Big O Notation?

Question

I had to create a function for an assignment and I have no idea how to figure out the complexity of it. Could someone please explain the Big O notation of the following function and give a little explanation why (so I know next time). Thank you.

public static int findRange(int[] thisArray) {
        int range = 0, max = 0, min = 0;
        max = thisArray[0];
        min = thisArray[3];
        range = max - min;
        return range;

This is `O(1)`. There is no loop. Everything happens in constant time. — Elliott Frisch, Apr 13 '18 at 21:17
There is a good explanation of Big O here: [What is Big O](https://stackoverflow.com/questions/487258/what-is-a-plain-english-explanation-of-big-o-notation) — MarkA, Apr 13 '18 at 21:19
Your code is `O(1)` as mentioned in other comments. What I would like to say is that the code seems incorrect. Not sure exactly what you need to do but you just seem to be returning the difference between the first and 4th element of the array. To find the min and max, you need to loop through the array and find the min and max. That would be `O(n)` in the best case. — clinomaniac, Apr 13 '18 at 21:19
Thank you. I had a feeling that was it that or 0(n). The main function sorted the array, I took the first and last values as the min and max, then subtracted to find the range. Sorry for not clarifying. — Zack Zalud, Apr 13 '18 at 21:19
First you define what `n` is, which is likely length of array here, then you ask yourself: Will code run slower if `n` gets bigger (think HUGE, like into the millions). Since answer is no, so it's _O(1)_. — Andreas, Apr 13 '18 at 21:30

score 1 · Answer 1 · answered Apr 13 '18 at 21:25

Posting as answer cause a lot more information:

Your code is O(1) as mentioned in other comments. What I would like to say is that the code seems incorrect. Not sure exactly what you need to do but you just seem to be returning the difference between the first and 4th element of the array. To find the min and max, you need to loop through the array and find the min and max.
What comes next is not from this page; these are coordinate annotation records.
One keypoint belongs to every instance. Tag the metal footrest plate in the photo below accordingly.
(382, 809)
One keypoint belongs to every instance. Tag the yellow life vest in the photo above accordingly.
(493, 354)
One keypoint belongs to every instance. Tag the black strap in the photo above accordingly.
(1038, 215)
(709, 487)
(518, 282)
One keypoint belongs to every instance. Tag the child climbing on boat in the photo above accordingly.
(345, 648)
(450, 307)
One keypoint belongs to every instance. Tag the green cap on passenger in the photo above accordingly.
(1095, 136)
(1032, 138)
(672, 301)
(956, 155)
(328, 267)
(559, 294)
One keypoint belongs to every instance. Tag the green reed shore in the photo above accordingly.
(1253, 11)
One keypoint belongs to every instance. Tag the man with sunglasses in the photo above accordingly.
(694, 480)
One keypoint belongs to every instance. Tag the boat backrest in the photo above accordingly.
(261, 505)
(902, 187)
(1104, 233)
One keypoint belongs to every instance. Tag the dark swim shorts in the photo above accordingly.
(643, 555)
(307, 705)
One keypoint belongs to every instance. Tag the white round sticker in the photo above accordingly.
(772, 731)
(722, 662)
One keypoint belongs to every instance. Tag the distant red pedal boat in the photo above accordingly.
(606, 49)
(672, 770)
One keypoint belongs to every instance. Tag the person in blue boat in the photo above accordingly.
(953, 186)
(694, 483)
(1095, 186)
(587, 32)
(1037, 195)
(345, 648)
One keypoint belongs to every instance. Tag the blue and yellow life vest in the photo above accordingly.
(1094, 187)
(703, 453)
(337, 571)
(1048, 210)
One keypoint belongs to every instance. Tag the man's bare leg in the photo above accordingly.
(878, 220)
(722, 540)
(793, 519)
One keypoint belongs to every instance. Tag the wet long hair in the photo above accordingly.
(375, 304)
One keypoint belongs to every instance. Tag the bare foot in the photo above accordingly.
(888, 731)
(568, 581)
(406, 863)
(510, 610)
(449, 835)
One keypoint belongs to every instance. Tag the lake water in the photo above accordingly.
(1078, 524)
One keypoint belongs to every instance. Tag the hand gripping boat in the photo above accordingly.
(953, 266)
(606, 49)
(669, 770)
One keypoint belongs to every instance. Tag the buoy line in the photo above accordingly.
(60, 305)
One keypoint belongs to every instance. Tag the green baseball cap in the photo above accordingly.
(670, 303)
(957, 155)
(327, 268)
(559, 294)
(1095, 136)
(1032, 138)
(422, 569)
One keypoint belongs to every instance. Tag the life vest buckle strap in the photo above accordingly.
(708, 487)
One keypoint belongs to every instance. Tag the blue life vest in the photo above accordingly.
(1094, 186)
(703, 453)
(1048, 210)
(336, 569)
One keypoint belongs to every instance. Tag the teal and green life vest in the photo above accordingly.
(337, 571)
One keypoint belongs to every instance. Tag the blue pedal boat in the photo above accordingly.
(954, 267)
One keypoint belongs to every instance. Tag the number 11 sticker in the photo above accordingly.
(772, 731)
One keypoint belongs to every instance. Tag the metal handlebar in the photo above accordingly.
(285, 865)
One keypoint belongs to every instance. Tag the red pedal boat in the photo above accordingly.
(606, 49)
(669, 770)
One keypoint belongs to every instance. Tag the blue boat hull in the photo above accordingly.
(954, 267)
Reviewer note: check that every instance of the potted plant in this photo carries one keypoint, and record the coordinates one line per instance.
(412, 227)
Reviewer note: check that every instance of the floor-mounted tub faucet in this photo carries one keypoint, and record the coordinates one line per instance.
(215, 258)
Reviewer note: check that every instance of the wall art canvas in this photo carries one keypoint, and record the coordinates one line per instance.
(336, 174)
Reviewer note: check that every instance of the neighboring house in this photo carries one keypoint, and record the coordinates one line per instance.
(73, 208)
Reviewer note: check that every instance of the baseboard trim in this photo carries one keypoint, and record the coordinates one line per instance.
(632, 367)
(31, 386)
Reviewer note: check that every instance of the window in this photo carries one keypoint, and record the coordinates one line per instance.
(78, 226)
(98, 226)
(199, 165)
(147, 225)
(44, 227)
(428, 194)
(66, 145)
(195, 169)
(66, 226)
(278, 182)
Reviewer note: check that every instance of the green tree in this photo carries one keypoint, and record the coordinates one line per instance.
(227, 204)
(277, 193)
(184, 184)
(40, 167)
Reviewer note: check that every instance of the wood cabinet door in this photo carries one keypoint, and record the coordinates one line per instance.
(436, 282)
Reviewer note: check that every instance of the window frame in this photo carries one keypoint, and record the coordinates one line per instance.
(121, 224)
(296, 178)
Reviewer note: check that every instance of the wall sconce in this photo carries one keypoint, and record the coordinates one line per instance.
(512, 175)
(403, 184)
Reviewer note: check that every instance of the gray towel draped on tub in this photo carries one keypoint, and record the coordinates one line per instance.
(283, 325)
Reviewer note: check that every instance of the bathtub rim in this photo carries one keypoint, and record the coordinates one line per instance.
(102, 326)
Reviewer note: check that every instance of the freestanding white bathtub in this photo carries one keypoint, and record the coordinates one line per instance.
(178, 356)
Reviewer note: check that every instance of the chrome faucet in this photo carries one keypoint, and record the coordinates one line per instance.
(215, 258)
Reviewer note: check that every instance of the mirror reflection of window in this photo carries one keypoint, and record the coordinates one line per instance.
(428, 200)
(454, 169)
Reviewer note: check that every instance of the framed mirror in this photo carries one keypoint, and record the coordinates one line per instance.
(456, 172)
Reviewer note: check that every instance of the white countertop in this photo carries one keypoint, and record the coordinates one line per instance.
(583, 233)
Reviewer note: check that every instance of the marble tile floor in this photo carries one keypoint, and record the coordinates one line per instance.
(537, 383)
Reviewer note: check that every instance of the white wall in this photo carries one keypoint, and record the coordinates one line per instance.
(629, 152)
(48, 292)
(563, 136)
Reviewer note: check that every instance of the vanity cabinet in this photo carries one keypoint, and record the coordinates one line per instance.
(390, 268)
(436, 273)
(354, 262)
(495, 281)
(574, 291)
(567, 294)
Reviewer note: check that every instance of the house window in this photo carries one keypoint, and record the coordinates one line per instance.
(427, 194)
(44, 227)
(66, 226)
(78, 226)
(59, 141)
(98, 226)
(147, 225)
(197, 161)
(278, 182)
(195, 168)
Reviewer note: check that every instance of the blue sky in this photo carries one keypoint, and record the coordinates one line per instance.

That would be O(n) in the best case.

Since this is an assignment, I am not going to write the code but just a guideline on what you need to be doing.

Initialize two variables for max and min and set them to lowest and highest possible value.
Loop through the array and compare each element to see if its greater than max or less than min.
When the loop is finished, max and min will have your actual max and min values.
Use these variables to calculate and return range.

With this algorithm, you will be looping through the array once and will be O(n) since the number of iterations will increase as the length of the array increases.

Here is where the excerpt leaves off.